Seared Tuna With Mango & Avocado Salsa

May 20, 2008 18:39


'Evening, folks. I'd been rather hankering for some avocado of late, and I needed to utilise the Valentine's Day tuna steaks The Husband had gotten me earlier in the year, so I concocted what just happened to be one of the best and simplest dishes I've ever made.



You know, everyone says this; "The picture ain't art gallery material because I just wanted to eat the damn thing", and it's very, very true. But you get the idea.





Frozen, yes. But I am addicted to seafood - hailing from a coastal town in Australia - and the Midwest crushes my soul with its lack of fresh ocean booty. So, frozen, yes. That being said, the colour / texture / flavour was really freaking incredible. I am well impressed, Cyro-Freeze, you saucy bastards.



Some oil (the good stuff), with a splash of chili. These are the humble beginnings of a dressing made in some kind of heaven.



Served on ciabatta bread, like a bruschetta.

I'll provide a recipe of sorts if requested, but I warn you all...I'm one of those bloody annoying Do It On The Fly cooks.

ETA: I'm going to add the 'recipe' here now in case anyone's interested and I'm not around to do it.

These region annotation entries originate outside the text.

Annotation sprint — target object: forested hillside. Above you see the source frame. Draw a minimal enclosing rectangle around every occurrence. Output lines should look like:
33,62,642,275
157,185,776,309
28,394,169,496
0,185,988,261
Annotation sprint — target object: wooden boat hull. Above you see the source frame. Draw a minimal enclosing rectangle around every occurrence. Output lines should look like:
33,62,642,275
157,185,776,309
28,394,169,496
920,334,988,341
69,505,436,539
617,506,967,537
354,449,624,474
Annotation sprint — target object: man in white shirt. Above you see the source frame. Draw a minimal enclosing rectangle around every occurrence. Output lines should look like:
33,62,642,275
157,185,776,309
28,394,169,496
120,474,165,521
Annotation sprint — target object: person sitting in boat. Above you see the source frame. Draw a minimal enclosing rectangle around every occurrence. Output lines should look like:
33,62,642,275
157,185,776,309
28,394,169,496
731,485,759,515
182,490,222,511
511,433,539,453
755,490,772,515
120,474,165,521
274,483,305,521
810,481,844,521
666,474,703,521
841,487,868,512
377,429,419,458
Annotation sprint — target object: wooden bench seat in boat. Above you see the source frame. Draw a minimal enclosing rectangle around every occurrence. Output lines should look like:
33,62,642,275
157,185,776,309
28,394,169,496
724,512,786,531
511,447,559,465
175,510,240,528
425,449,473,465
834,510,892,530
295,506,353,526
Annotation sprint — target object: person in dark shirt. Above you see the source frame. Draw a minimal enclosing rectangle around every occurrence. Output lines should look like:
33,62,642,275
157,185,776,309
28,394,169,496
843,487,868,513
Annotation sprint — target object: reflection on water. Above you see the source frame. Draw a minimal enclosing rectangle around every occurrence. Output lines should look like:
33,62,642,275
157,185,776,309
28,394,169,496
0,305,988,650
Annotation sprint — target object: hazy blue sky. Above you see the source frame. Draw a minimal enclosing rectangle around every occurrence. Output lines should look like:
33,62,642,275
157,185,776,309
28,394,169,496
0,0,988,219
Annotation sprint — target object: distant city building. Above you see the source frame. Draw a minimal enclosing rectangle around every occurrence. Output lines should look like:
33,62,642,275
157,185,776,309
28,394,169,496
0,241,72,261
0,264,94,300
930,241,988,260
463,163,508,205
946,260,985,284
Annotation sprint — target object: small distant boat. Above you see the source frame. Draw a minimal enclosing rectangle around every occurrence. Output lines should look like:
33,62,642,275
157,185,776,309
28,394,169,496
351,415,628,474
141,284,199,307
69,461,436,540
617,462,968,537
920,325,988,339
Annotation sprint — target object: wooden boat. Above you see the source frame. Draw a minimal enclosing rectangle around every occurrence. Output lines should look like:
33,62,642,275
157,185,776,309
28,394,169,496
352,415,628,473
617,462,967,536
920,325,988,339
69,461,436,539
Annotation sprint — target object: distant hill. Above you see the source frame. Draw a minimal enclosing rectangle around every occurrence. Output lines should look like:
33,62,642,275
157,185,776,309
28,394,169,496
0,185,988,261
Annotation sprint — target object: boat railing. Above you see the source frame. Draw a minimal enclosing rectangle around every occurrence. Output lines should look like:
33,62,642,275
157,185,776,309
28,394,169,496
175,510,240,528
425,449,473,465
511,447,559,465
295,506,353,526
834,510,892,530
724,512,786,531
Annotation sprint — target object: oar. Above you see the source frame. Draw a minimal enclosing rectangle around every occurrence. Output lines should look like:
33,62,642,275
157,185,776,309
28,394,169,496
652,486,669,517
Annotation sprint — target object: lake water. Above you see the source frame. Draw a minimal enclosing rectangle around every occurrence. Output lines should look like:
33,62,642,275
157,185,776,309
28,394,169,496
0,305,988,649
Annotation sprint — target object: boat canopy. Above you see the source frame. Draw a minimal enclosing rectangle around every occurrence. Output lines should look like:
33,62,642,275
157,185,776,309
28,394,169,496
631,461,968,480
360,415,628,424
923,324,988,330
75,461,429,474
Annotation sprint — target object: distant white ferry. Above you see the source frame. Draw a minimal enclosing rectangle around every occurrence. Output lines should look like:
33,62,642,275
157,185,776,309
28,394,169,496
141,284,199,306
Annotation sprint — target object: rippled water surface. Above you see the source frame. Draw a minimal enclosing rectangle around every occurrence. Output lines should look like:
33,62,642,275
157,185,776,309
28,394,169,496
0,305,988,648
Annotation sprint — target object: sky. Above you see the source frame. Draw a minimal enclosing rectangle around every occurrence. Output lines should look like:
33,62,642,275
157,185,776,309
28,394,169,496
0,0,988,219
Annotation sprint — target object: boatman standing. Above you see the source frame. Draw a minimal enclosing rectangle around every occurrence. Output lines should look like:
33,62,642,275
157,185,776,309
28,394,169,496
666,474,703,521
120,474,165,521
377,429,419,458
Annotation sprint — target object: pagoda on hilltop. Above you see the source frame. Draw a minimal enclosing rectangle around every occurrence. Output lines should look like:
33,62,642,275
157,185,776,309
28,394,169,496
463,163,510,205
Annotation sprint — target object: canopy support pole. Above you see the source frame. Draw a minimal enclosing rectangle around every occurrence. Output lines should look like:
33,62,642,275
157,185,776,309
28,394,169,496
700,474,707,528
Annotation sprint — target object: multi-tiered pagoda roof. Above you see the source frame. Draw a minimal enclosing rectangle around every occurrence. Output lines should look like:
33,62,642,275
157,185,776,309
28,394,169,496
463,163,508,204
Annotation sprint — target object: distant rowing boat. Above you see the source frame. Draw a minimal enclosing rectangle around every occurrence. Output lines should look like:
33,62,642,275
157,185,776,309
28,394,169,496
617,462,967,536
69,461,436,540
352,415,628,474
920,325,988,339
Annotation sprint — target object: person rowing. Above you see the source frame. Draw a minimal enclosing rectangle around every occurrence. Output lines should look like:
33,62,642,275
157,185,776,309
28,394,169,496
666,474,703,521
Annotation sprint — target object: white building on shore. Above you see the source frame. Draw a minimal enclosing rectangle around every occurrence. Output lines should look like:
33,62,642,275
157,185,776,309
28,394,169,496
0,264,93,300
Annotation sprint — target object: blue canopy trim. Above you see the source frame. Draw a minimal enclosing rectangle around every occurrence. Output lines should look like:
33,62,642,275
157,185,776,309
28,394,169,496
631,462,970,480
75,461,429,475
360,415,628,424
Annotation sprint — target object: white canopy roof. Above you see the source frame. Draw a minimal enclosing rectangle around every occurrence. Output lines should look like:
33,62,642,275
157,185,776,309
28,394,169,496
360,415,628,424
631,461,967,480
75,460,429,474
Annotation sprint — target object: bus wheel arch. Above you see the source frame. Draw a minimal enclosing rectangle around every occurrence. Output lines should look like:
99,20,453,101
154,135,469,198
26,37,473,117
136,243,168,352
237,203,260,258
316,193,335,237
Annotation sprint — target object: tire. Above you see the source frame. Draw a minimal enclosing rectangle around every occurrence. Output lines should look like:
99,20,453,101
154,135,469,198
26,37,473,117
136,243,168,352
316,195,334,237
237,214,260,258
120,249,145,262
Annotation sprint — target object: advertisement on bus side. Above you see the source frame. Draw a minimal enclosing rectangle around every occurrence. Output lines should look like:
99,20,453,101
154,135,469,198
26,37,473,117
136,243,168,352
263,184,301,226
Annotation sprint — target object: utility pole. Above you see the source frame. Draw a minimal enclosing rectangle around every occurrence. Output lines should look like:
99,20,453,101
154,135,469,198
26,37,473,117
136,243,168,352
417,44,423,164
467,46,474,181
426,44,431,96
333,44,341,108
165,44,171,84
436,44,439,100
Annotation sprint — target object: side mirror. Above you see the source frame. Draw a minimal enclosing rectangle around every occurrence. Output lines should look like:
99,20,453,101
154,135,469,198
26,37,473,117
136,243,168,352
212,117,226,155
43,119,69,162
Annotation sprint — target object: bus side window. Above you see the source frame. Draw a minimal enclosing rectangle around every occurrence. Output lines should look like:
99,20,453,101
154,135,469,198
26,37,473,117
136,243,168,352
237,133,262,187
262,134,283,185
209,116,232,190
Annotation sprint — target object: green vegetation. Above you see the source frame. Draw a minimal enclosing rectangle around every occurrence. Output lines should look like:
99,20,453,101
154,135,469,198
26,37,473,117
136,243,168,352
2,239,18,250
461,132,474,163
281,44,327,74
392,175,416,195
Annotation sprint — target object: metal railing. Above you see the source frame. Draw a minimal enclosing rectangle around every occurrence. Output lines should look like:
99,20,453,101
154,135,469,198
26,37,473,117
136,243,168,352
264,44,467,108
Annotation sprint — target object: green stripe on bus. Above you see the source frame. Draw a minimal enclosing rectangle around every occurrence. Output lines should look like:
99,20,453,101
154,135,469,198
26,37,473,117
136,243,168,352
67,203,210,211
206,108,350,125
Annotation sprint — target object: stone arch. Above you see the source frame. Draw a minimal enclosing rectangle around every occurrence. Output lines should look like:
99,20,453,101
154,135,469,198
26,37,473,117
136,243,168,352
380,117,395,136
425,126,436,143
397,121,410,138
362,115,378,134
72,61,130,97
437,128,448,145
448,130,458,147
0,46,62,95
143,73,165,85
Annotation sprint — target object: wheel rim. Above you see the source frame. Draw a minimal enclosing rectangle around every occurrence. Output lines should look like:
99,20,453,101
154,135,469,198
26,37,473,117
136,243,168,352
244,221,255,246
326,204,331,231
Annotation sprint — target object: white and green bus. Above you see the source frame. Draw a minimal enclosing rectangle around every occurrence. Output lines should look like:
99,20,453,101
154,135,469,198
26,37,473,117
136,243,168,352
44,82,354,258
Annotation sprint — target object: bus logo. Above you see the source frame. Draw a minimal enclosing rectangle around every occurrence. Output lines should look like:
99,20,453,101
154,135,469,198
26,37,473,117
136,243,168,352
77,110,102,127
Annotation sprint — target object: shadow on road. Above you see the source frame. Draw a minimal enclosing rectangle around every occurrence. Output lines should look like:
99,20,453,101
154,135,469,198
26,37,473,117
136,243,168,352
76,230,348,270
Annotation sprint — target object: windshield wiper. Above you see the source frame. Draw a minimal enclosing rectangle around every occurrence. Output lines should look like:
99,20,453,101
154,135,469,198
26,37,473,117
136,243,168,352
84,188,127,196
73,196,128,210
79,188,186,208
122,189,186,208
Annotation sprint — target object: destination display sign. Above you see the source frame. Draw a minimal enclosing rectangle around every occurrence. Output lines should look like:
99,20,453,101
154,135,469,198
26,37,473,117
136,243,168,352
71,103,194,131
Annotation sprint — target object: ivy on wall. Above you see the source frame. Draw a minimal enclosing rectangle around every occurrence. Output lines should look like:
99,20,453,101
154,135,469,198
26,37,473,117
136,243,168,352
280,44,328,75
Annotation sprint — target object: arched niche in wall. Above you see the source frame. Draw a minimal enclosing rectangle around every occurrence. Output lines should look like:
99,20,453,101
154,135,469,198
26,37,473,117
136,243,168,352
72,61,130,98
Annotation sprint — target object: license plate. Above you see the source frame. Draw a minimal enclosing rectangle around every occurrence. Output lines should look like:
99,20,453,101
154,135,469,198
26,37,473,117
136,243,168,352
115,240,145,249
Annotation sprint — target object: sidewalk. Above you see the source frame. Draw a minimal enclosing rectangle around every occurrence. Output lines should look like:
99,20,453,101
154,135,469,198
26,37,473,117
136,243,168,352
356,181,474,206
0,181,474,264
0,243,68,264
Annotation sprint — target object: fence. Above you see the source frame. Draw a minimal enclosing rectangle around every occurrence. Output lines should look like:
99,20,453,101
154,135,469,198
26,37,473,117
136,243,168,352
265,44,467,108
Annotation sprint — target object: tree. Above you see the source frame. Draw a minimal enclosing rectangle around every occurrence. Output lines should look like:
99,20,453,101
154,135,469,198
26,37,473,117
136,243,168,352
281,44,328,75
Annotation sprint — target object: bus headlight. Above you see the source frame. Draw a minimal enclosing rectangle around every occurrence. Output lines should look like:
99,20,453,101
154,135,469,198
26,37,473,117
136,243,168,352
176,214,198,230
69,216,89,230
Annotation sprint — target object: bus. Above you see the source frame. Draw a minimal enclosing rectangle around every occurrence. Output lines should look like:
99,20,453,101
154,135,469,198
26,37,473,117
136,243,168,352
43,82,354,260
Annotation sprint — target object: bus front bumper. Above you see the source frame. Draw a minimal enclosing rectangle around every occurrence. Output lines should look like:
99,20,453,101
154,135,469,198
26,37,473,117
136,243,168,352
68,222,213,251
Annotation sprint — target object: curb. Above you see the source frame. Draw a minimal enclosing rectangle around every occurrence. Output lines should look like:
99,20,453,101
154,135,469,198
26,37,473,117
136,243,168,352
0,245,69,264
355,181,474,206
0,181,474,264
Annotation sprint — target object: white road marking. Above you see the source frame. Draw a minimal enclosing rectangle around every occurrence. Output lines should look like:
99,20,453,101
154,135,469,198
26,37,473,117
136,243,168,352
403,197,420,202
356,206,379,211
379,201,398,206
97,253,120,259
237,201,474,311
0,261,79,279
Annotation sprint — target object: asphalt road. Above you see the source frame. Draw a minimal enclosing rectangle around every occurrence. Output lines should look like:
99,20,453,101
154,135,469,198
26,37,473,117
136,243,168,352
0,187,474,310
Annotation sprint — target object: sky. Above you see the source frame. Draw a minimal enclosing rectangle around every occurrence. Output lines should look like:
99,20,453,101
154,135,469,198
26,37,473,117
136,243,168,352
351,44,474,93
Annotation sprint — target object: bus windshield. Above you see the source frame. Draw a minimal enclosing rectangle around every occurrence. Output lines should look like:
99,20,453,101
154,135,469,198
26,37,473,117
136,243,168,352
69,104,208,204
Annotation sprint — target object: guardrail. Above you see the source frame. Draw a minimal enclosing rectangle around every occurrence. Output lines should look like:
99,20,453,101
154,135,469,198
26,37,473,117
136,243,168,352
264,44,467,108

Tuna: I marinated these briefly in a concoction of; olive oil, sesame oil, pepper (lots!), tamari sauce and salt. I threw in some sesame seeds as well, and seared the steak for a minute each side, on a very very hot grill.

Salsa: Finely chopped; half a vidalia (sweet) onion, half an orange tomato, half a red tomato, half a stick of lebanese (or English, here - whatever's really crunchy) cucumber, 4 spring onions (finely sliced), threw in a clove of crushed garlic, chopped up a big handful of cilantro/coriander, chopped up a full avocado and mango, and added a dressing of sorts; juice of half a lime, pepper, salt, rice wine vinegar, mirin (as used for sushi rice), splash of olive oil, small splash of sesame oil, small splash of tamari (fancy soy sauce), small dab of chili paste, all to taste. Pretty much make it up as you go along, and the mango adds the required sweetness. This is a highly colourful and attractive dish, and so, so easy to make. I heartily recommend having this on ciabatta rolls/bread, as it worked perfectly bruschetta-style. This dish is great for swaying those leery of 'raw' tuna...The Husband says "Holy...Shit", and The Housemate says "This is outstanding". It impressed the pants off them, and melts in the mouth, it does.

The entire prep time is less than 20 minutes.